WASHINGTON (9/30/14, UPDATED 10:24 a.m. ET)--The Credit Union National Association is asking President Barack Obama to establish a Cybersecurity Council that would report to the president and would be charged with "developing a comprehensive and timely approach to the range of issues associated with cybersecurity attacks on businesses and consumers in this country."
CUNA's new leader, President/CEO Jim Nussle, writes, "We urge the administration to give this idea full consideration, coordinating with Congress, agencies that are already addressing aspects of cybersecurity including prudential regulators, and the private sector to establish it."

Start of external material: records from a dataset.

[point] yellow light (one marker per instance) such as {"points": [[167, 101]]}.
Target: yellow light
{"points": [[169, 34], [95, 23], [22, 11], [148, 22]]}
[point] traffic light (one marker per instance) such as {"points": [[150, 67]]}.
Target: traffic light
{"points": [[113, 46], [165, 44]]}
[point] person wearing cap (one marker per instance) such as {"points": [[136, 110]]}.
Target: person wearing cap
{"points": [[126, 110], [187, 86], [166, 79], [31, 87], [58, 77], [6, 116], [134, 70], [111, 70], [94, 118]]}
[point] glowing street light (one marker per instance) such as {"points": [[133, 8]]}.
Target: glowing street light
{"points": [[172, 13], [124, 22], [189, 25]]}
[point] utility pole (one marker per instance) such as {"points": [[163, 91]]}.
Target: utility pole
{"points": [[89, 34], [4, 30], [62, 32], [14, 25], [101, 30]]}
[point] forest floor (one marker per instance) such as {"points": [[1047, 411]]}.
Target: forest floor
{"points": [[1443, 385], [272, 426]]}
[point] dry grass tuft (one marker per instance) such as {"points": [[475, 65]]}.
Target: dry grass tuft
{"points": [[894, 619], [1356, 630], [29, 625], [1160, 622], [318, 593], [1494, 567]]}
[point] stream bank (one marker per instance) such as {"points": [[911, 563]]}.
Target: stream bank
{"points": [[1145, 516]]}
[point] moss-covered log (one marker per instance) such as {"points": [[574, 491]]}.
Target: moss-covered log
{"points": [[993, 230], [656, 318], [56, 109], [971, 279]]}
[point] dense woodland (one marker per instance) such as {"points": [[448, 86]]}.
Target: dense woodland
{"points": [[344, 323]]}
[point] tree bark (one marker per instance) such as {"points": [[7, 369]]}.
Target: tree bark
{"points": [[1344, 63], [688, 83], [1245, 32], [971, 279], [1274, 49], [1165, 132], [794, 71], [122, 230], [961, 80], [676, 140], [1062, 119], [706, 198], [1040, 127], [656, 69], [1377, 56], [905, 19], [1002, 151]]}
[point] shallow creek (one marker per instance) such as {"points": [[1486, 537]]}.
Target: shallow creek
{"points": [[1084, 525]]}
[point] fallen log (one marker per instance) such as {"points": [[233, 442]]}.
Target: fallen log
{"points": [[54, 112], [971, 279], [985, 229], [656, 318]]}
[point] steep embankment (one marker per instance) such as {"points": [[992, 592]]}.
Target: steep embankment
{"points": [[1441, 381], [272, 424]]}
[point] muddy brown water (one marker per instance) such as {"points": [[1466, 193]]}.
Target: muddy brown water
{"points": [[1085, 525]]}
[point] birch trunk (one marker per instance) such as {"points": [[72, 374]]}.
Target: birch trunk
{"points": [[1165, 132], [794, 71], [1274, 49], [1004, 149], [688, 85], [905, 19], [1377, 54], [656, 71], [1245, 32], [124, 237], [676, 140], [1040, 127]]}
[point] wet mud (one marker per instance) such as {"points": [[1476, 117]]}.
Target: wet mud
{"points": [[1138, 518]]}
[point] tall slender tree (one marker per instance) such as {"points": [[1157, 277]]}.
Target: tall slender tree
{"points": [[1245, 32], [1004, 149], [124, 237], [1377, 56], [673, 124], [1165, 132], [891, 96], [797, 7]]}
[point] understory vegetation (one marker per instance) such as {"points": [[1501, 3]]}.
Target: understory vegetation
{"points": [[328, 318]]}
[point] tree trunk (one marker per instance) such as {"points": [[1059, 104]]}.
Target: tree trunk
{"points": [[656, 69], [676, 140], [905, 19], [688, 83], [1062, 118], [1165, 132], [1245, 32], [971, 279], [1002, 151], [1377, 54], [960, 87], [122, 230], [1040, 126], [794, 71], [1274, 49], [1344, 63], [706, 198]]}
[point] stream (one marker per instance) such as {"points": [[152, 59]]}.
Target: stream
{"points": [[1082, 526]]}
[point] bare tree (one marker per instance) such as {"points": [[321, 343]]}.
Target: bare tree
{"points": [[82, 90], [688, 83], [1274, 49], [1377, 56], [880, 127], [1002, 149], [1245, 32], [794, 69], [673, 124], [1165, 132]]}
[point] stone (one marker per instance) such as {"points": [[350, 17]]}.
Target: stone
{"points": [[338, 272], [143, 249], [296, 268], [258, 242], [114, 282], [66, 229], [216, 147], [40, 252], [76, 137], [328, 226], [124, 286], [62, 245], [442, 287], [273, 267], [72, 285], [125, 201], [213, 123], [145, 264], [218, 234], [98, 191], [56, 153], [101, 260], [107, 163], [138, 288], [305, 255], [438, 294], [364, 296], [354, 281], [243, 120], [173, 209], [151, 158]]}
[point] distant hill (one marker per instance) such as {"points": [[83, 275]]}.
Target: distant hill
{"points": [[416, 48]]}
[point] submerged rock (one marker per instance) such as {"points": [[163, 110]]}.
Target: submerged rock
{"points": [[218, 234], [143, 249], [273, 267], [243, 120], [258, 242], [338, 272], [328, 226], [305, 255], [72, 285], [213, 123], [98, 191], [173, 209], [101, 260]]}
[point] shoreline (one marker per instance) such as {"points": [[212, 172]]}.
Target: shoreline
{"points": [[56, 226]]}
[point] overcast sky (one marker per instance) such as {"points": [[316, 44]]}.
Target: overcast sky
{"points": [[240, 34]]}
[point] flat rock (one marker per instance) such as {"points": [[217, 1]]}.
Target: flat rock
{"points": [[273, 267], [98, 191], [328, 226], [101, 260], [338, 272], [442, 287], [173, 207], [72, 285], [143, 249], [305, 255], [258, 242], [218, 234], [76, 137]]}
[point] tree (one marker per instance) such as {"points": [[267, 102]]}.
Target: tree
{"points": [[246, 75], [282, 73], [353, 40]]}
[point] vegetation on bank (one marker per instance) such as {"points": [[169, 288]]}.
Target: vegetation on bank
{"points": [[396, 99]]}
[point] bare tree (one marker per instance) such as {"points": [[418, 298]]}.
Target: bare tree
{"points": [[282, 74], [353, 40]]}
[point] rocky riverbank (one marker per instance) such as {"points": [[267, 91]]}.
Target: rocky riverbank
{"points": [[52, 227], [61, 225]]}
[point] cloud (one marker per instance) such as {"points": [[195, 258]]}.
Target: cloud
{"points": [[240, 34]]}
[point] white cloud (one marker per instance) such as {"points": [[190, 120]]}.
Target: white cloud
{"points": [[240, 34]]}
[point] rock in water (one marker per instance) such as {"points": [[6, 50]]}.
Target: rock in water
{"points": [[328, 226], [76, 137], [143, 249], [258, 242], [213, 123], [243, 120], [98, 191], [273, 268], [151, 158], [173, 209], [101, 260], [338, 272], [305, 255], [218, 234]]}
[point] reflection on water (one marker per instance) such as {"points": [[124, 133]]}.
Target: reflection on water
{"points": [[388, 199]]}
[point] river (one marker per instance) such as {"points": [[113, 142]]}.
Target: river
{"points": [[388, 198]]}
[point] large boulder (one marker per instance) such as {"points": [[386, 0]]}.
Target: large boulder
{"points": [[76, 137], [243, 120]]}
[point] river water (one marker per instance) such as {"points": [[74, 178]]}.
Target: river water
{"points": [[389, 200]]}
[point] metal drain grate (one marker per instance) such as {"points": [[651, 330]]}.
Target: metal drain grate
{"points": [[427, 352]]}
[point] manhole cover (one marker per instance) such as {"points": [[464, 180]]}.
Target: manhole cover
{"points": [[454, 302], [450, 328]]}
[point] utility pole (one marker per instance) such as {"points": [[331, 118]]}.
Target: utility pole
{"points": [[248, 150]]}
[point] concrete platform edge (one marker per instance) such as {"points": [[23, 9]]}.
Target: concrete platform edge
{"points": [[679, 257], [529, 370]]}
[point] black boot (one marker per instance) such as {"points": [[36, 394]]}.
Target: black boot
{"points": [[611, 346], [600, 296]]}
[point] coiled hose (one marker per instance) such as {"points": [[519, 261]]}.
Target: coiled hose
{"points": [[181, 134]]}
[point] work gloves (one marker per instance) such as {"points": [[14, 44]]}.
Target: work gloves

Nussle notes in his letter to Obama that most recent massive data breaches have taken place in systems operated by merchants, not financial institutions.
"One important problem with current law is that, even when fault in a data breach lies with a merchant, credit unions and financial institutions are assigned many of the financial costs.
"One job of the Cybersecurity Council should be to help align liability with responsibility for these breaches," Nussle writes, adding that such a system would give more incentives to all parties to "take cybersecurity seriously."
Nussle detailed another key credit union concern related to merchant data breaches: "When credit unions reissue compromised cards, under current rules they are not permitted to reveal the reason for the reissuance, leaving the impression among many credit union members that it was the credit union that allowed the data to be compromised."